Wayland - your photography is really lovely.
Maybe i'm being too harsh, but the show never used to get into the nitty gritty of country life or nature. You like grey squirrels....which recipe do you use?


PS. never trust anyone in a red berghaus ;)
 

xylaria

Bushcrafter (boy, I've got a lot to say!)
KAE1 said:
Hmmm...fieldsports still up front, I guess John Craven and Bill Oddie haven't voted yet.
Enjoying the comments :lmao:

I haven't voted yet because there isn't category for me vote for.

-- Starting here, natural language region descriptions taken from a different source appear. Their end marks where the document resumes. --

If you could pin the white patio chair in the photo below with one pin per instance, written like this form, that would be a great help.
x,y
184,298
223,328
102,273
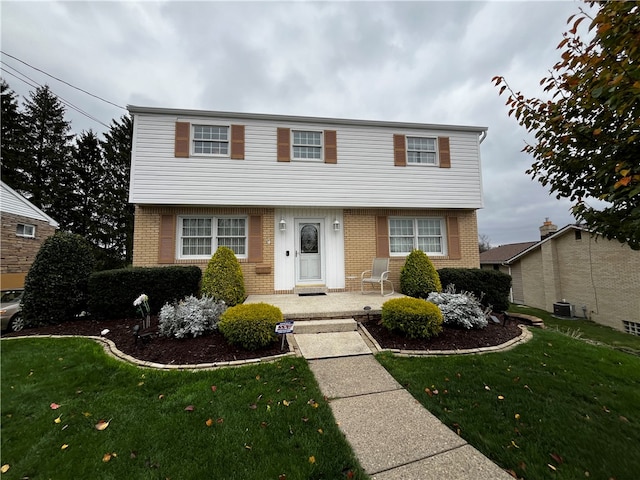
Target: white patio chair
x,y
379,273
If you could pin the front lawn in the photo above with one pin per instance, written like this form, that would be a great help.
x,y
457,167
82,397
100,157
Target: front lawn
x,y
554,408
69,411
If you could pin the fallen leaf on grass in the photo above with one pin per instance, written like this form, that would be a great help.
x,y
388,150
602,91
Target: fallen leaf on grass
x,y
102,425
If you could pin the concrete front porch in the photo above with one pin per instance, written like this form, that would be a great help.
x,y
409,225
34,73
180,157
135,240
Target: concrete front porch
x,y
331,305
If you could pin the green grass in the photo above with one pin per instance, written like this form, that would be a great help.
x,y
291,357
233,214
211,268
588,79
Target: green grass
x,y
585,329
266,420
568,410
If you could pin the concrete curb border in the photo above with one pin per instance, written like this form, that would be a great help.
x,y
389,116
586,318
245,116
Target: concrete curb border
x,y
524,337
112,350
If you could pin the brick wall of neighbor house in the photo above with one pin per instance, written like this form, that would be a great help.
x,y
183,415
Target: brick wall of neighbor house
x,y
360,242
602,275
258,276
18,253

I pick and eat wild plants and try different ways of cooking them.

The bits bushcraft we learn are dictated by the enviroment we find ourselves in. I live in town and can do my foraging taking the kids the school. It is just a simple skill that can be done anywhere by anyone who took the time to learn it. I have lived in central london and dread to think how much lead etc I have eaten through foraging.

Jodie :You_Rock_ You might say you are a armchair bushcrafter but you are really good at it. The heads up and links you post are ace.
 

EdS

Bushcrafter (boy, I've got a lot to say!)
wild foods I guess - what my grandfather and mother taught me. And the gran on the other side taught me / used me to get under the fencing at Catterick Garrison and liberate the "wild" fruit.


And sitting, chilling and watching the world go by.